2 Per the Anti-Burgher topic on the Wikipedia website, "The Original Secession church split in 1747 over the issue of the Burgher Oath, which required holders of public offices to affirm approval of the religion 'presently professed in this kingdom'. The issue was civil compulsion in religious affairs, but was effectively a forerunner of the arguments over the separation of church and state.
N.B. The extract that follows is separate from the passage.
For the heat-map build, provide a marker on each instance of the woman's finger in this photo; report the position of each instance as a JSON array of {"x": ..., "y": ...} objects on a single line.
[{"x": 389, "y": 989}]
Opponents of the Burgher Oath on theological grounds became known as the Anti-Burghers – showing a distinctive independence of conviction and an unwillingness to compromise over sincerely held beliefs." Source: http://en.wikipedia.org/wiki/Burgher_Oath

3 According to the William McCrie biography "McCrie Family: Scottish Teacher from Ayrshire" written by Doug Boylan, "I learned from Lori Hopper, a cousin and McCrie researcher, that William changed his name from McCree to McCrie in honor of a famous Scottish minister and theologian, Thomas McCrie. Thomas was a member of a Presbyterian sect call Anti-Burghers. In this light it is interesting that one of the church records indicated that the William McCrie family was Burghers, apparently in contrast to most of the other members of the Church... William may have had to take the [Burgher] oath in order to get his teaching position." Source: above mentioned biography emailed by Doug Boylan to James Schutze, 19 August 2012, subject: "mccrie".